Bulbourethral Glands

  • The paired bulbourethral glands, or Cowper’s glands, are about the size of peas.
  • They are located inferior to the prostate on either side of the membranous urethra within the deep muscles of the perineum, and their ducts open into the spongy urethra.

4. Penis

  • The penis contains the urethra and is a passageway for the ejaculation of semen and the excretion of urine.
  • It is cylindrical and consists of a body, glans penis, and a root. 

5. Scrotum

  • The scrotum (bag), the supporting structure for the testes, consists of loose skin and an underlying subcutaneous layer that hangs from the root (attached portion) of the penis.

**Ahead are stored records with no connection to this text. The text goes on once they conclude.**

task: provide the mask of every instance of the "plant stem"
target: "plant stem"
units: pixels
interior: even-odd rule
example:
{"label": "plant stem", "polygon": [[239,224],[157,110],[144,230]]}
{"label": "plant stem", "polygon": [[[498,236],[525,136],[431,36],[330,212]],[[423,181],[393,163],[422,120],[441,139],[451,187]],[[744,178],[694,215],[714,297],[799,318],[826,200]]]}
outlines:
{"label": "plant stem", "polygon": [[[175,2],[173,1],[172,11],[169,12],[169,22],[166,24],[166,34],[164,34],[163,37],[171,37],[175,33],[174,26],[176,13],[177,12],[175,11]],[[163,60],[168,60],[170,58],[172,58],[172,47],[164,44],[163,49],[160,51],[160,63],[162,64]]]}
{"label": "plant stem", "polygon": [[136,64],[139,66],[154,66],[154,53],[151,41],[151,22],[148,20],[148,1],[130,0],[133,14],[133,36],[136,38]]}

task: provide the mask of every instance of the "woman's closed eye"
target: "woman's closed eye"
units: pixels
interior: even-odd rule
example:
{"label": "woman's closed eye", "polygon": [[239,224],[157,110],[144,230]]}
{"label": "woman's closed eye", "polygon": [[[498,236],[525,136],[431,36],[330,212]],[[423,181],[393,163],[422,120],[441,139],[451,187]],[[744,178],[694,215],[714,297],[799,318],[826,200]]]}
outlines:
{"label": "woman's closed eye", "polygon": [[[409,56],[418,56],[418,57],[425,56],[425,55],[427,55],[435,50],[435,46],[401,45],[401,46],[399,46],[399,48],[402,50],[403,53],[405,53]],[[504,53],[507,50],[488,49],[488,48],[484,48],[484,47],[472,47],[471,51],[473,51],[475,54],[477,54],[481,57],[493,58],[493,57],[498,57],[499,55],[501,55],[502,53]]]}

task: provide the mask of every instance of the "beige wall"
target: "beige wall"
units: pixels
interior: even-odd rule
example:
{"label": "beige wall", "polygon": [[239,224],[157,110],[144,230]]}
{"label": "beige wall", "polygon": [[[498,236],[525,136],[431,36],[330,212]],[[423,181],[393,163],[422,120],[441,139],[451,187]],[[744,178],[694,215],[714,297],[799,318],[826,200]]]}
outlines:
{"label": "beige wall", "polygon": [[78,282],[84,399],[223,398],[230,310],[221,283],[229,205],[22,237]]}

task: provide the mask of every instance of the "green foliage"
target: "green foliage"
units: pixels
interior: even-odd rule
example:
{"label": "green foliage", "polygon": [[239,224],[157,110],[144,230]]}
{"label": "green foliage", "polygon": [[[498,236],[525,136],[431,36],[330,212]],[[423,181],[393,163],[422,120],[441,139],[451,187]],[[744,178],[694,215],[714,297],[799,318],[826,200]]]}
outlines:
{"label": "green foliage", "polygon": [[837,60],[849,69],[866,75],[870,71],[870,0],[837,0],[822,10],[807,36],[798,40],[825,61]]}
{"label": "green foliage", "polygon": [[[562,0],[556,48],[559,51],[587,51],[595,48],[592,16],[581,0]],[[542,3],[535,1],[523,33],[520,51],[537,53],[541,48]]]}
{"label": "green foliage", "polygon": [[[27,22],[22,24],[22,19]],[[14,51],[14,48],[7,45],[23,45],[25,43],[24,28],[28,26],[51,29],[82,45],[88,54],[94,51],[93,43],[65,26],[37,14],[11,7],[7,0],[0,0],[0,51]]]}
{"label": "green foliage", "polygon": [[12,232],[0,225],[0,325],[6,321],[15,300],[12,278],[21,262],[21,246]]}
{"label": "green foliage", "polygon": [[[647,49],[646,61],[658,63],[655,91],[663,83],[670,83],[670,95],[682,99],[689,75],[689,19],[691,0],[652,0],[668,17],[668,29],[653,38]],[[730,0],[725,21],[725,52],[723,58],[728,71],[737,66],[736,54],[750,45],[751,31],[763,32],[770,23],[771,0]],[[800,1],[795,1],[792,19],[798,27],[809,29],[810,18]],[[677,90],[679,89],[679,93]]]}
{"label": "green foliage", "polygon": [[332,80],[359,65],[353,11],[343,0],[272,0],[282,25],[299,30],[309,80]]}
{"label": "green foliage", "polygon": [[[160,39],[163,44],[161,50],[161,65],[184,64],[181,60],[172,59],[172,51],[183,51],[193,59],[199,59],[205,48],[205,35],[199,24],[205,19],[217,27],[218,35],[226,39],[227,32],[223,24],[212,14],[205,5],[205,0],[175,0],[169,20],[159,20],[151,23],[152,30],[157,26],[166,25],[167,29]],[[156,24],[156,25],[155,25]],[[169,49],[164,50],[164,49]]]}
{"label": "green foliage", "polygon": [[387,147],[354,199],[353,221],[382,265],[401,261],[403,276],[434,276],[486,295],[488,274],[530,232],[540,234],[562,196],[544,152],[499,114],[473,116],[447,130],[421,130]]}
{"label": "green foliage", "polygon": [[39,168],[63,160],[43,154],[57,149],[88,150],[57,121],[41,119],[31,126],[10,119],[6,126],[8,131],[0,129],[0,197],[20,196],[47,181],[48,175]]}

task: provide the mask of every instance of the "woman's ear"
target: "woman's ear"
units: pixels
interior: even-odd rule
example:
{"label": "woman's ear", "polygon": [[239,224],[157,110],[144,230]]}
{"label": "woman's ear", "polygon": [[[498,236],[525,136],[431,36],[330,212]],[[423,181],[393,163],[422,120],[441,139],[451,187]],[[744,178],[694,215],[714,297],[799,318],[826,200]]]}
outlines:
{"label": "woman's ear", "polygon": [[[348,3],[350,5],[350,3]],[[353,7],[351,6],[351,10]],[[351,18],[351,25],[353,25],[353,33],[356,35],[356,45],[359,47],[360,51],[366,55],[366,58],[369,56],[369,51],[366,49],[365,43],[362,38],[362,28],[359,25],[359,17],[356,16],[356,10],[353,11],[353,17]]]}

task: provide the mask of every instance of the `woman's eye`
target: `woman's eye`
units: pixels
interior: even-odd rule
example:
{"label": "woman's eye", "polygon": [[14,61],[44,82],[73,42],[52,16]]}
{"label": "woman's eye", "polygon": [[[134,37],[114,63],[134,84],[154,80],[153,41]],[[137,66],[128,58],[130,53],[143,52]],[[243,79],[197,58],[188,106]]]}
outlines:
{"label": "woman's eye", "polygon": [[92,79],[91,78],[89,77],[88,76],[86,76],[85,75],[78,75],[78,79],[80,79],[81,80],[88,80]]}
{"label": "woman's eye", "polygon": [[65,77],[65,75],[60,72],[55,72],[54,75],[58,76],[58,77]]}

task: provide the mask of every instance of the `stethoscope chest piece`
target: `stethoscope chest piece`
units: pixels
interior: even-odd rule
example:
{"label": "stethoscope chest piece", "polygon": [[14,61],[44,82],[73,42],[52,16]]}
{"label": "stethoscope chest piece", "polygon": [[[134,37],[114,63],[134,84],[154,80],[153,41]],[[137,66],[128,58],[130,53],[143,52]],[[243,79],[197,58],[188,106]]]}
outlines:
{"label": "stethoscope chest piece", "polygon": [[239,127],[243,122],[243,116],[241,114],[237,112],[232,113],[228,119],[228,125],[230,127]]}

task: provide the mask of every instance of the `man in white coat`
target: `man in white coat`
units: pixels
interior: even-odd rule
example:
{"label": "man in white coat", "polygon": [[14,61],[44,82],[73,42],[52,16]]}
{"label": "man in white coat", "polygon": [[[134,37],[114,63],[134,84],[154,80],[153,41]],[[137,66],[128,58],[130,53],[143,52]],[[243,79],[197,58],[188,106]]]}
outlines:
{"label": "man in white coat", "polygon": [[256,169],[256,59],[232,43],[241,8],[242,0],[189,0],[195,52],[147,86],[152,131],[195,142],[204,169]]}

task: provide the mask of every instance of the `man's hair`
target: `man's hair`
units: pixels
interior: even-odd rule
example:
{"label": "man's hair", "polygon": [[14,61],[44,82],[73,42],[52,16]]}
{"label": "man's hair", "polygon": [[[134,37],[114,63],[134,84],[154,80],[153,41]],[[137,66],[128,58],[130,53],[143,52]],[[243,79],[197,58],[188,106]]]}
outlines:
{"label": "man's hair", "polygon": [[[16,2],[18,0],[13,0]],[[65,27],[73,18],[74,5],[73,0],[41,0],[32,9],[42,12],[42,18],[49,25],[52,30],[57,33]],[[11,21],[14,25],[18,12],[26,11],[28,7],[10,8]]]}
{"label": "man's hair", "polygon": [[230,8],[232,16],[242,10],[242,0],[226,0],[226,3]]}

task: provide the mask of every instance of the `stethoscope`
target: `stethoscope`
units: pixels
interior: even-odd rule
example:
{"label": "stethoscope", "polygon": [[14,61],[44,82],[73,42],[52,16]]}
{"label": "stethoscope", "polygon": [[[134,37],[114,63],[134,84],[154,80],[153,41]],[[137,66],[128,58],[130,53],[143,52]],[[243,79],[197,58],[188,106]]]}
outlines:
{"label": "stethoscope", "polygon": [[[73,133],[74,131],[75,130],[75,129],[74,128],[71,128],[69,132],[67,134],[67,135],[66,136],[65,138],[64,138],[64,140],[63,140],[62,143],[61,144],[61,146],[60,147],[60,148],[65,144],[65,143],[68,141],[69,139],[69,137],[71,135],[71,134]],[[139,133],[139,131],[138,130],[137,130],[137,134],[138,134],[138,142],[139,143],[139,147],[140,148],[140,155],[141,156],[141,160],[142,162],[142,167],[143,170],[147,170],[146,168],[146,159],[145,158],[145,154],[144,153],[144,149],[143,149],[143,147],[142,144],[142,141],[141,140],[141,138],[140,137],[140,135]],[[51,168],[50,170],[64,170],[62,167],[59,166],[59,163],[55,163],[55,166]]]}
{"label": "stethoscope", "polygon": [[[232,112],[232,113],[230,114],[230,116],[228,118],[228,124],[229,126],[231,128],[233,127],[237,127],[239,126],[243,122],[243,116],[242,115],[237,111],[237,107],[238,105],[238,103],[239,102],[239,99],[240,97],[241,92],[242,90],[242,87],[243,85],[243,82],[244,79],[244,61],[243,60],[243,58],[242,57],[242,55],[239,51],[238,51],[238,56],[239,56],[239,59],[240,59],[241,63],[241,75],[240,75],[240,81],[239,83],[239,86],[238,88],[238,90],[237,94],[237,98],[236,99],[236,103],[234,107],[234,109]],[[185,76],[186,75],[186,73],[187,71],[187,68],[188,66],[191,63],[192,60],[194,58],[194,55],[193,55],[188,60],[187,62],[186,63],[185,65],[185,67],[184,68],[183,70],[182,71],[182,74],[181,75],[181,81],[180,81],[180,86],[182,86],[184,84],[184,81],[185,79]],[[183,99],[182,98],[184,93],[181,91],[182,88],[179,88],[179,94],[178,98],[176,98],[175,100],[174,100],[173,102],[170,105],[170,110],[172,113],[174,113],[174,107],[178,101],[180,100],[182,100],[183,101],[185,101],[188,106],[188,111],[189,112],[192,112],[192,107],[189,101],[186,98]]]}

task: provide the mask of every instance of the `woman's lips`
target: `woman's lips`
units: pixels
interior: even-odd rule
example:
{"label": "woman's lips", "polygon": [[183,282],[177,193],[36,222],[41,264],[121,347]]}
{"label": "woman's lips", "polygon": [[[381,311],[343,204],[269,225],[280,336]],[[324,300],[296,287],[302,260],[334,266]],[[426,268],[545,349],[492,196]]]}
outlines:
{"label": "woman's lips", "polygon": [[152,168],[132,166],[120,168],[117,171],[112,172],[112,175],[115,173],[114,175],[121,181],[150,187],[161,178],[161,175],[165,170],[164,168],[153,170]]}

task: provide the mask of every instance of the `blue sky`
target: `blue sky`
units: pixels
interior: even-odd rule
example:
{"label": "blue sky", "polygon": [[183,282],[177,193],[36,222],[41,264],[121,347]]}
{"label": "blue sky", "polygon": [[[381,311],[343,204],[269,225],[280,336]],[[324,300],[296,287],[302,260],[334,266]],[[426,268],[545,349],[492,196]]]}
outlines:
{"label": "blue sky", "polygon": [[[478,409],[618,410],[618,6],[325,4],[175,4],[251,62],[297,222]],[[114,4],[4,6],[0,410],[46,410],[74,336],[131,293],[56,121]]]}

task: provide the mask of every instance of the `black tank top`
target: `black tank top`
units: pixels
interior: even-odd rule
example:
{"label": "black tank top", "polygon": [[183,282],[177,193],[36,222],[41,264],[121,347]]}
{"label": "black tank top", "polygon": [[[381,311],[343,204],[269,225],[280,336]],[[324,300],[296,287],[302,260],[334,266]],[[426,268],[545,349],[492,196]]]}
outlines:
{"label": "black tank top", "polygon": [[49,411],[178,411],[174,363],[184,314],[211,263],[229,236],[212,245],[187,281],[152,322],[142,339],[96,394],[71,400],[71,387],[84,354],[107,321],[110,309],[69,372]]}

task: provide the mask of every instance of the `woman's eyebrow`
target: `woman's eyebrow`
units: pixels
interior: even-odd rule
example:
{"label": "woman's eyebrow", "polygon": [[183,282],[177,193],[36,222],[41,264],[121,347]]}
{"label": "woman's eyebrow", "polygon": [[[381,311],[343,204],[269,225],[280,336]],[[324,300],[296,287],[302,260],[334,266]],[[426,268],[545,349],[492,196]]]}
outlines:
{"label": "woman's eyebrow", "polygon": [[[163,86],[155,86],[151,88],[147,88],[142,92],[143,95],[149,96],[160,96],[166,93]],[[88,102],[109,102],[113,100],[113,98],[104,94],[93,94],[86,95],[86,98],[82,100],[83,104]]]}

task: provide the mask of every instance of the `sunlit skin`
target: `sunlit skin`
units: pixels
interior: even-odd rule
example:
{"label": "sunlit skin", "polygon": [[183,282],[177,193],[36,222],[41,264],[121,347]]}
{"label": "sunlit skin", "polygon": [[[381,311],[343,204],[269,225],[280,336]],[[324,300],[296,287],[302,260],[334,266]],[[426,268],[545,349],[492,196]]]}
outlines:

  • The process by which the seminiferous tubules of the testes produce sperm is called spermatogenesis.
  • The total duration of spermatogenesis in humans is 65–75 days.
  • Spermatogenesis starts with the spermatogonia, which contains the diploid (2n) number of chromosomes.
Fig.4: Spermatogenesis
  • The final stage of spermatogenesis spermiogenesis is the development of haploid spermatids into sperm.
  • Each spermatid becomes a single sperm cell.
  • Sperm then enter the lumen of the seminiferous tubule. Fluid secreted by Sertoli cells pushes sperm along their way, toward the ducts of the testes. At this point, sperm are not yet able to swim.

Menstrual Cycle

  • It is the regular natural change of the female reproductive system. It is the reason for pregnancy and required for the production of ovocytes and also for the preparation of the uterus for pregnancy. Pregnancy is only possible due to the menstrual cycle.
  • It normally starts between twelve and fifteen years of age. The frequency of the menstrual cycle is after 21 to 40 days and an average after every 28 days.
  • Menstruation (bleeding) usually lasts for 2 to 7 days (average four days).
  • Common symptoms of menstruations are acne, tender breasts, bloating (inflation), and feeling of tiredness.
  • It is governed by hormonal changes. The menstrual cycle is divided into three phases based on events in the ovary i.e. ovarian cycle or in the uterus i.e. uterine cycle.
  • Again the ovarian cycle consists of the follicular phase.
    1. Ovulation
    2. Luteal phase
  • While uterine cycle consists of
    1. Menstruations
    2. Proliferative phase
    3. Secretory phase 

Gradual increase in amounts of estrogen in the follicular phase, due to stimulation, the discharge of blood (menses) flow stop and the lining of the uterus thickens. Follicles in the ovary begin developing under the influence of a complex interplay of hormones and after several days one becomes dominant. The dominant follicle releases an ovocyte in an event called ovulation. The ovocyte lives only for 24 hours or less without fertilization, while the remains of the dominant follicle in the ovary become a corpus – lubeum. The corpus luteum has the main function to produce large amounts of progesterone. Due to progesterone the uterine–lining changes to prepare for the potential implantation of an embryo to establish a pregnancy.  However, if implantation does not occur within two weeks (approximately) the corpus luteum will involute reputing a sharp drop in levels of both progesterone and estrogen.  Hormone drop causes the uterus to shed its lining in a process known as menstruation (menses).